REVIEW: Interstellar

11 Nov

This review contains minor spoilers.

Interstellar is one of those films that, while enjoyable, when one takes a step back and really looks at it, flaws start to pour in.

Maybe I’m being unfair. The film itself was fun. Although at the beginning, it is incredibly slow building, when it does finally reach it’s peak, you feel like the long haul was worth it (made even more so with the amazing score, teaming Christopher Nolan up with Hans Zimmer yet again). The film itself was fine – although I did have a few issues with the ending.

No. My biggest problem is when you take a step back and look at Interstellar for what it is (a major blockbuster film expected to make millions of dollars), it becomes apparently exactly how white and how male this expedition is.

Like damn. Couldn’t one of the robot’s voices have been female at least?!

Interstellar Promotional Poster | Image courtesy of Warner Bros Pictures.

Interstellar Promotional Poster | Image courtesy of Warner Bros Pictures.

In Intersteller, a farmer named Cooper (Matthew McConaughey), a former NASA test pilot, lives in the near future, where professions like engineering are no longer necessary. The world is running out of food, one character states, and so the more famers the better. But Cooper is not content with this simple life, and when he and his daughter, Murph (Mackenzie Foy, who will later grow up to be played by Jessica Chastian), stumble across the hidden NASA compound, and the infamous Professor Brand (Michael Caine) offers Cooper a chance to save the world by finding a new place in space for humanity to live, he jumps onboard.
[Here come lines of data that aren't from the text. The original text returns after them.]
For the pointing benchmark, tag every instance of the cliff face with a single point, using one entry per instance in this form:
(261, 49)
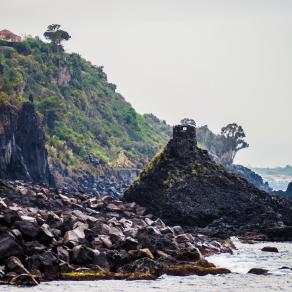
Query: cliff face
(22, 145)
(193, 191)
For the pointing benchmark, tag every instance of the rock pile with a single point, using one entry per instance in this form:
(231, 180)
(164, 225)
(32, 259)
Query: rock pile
(183, 186)
(47, 234)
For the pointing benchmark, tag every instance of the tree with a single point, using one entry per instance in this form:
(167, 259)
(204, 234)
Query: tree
(232, 141)
(188, 121)
(56, 35)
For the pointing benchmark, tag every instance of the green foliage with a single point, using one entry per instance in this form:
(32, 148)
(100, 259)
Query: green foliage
(56, 35)
(81, 112)
(52, 108)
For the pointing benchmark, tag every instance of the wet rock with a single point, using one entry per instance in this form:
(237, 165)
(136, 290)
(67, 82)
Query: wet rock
(82, 255)
(24, 280)
(143, 265)
(9, 247)
(46, 263)
(45, 235)
(13, 264)
(188, 254)
(141, 253)
(258, 271)
(270, 249)
(63, 254)
(101, 260)
(28, 229)
(187, 269)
Heartbroken at the prospect of leaving his children behind, Cooper sets out, alongside Professor Brand’s daughter, Amelia (Anne Hathaway), and two other astronauts in order to find a planet best suitable to sustain the human race.

A lot of people had problems with the science aspect and how many instances of the space travel would not actually make sense. Considering Nolan had theoretical physicist Kip Thorne on board to consult for the film, I decided to sit back and let them worry about the science parts and simply try to enjoy the film. And to be fair, most of the science holds up in a science fiction-y sense. The instance that time could fluctuate, from planet to planet, especially planets close to black holes, makes a lot of sense.
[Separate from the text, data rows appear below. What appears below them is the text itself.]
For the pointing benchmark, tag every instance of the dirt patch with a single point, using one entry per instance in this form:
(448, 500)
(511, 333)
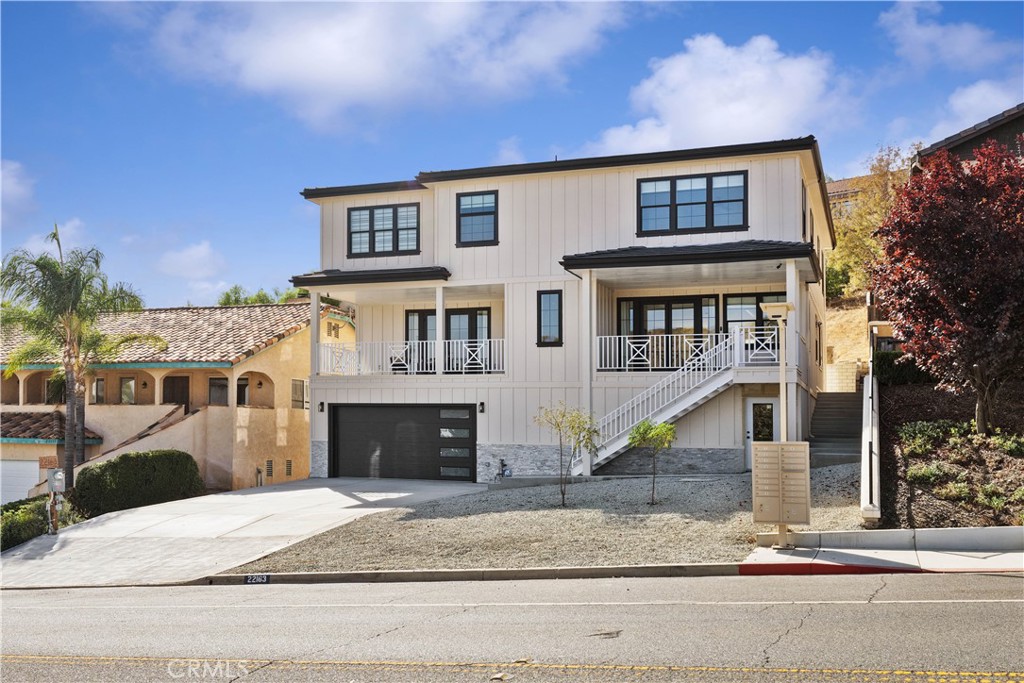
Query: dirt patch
(964, 480)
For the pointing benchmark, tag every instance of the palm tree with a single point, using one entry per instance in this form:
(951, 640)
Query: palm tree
(56, 302)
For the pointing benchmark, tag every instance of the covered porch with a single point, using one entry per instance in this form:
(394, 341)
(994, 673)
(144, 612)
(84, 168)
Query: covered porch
(398, 330)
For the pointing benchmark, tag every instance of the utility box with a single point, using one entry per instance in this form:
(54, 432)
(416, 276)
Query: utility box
(781, 482)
But you also have to take my opinion with a grain of salt. I am not a scienctist. I am a mere movie goer.

There is only one instance when the science gets a little whacky and deus ex machina like for my taste and that’s at the end. I won’t spoil it, but some people found how all the science ties back together to love both profound and thoughtful (because love is something that can transcend space and time) and I just found it a little goofy.
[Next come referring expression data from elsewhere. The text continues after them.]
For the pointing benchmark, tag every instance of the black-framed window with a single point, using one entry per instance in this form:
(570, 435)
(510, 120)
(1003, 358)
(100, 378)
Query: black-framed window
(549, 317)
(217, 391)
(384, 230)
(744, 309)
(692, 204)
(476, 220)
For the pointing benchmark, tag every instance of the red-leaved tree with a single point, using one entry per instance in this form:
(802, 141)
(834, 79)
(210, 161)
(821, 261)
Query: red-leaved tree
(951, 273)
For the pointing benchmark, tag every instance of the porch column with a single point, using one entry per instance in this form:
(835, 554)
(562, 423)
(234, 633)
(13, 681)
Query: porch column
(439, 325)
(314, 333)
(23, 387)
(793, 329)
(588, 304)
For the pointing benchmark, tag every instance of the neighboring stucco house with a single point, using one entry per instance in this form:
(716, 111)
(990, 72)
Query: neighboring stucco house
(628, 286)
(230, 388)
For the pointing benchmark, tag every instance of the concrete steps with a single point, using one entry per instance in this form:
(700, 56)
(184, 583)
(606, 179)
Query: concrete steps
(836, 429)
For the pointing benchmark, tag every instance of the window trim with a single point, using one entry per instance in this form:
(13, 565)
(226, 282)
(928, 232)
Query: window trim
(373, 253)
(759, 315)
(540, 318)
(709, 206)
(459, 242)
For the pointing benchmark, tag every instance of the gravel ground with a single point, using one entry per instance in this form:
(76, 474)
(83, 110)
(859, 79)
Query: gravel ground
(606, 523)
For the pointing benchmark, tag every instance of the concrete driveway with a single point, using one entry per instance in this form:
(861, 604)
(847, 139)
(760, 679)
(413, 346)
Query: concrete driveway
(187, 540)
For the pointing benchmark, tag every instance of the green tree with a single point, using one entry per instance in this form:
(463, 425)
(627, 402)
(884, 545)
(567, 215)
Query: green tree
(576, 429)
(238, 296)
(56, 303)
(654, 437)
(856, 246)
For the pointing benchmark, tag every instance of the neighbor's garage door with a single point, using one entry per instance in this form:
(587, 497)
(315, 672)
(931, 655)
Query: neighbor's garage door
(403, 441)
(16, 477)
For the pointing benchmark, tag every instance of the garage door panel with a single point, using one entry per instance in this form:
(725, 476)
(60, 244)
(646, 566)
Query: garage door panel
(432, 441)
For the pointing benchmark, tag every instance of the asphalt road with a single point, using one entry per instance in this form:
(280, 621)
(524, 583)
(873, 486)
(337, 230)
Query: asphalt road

interstellar, christopher nolan, Matthew McConaughey, Anne Hathaway, Jessica Chastain

Cooper and Murph | Image courtesy of Warner Bros Pictures.

That’s not to call the acting goofy in any sense. Special props go to Young Murph, who managed to who play a fascinating child, especially since she was up against three Oscar winning actors. When her character grew into Older Murph, played by Jessica Chastain, her disdain for the planet coupled with her desire to discover an answer were well translated. Anne Hathaway, Michael Caine, and Matthew McConaughey were also all incredible to watch, with a special nod to McConaughey. Perhaps it’s because my mother has taken a love for his past him Saraha (and, as a result, has watched it over a hundred times), but I walked into this movie nervous about how he would play it. But his down to earth, no nonsense, ‘I love my family’ kind of guy made him that much more relatable.

On the other hand, many of men felt almost useless. One character was there, it seemed, just so the black guy wouldn’t die first. Both iterations of Tom Cooper, played by Casey Affleck and Timothee Chalament, felt awkward and shoved to the side to highlight the connection between Cooper and Muph. Toper Grace was in the film … though I’m not sure why. He was there to take a punch, and for Murph to bounce ideas off of, but other than that, he didn’t quite do much at all.

Special nod however, went to TARS (Bill Irwin) and CASE (Josh Stewart), the two robots in the film. Considering Nolan said he had drawn inspiration from 2001: A Space Odyssey, I was expecting the robots to be more similar to HAL-9000, which CASE did, adequately. He was quiet and helpful without really feeling as though the inhuman, uncomplicated thought patterns of a machine.  TARS was both a delight and a menace, though in such a heavy movie, his snark was much appreciated.

If you’re interesting in a space film that has some good acting, amazing visuals, and a stunning soundtrack (four for you Hans Zimmer. You go, Hans Zimmer), than take a chance with this. If you were a huge fan of Inception… I actually don’t know how you’ll feel about this film. It’s far longer, much heavier, and the payoff doesn’t feel as big.

Granted, I’m a huge Inception fan. So I may be biased.

Interstellar was released on Nov 7th, 2014. Runtime 169 minutes.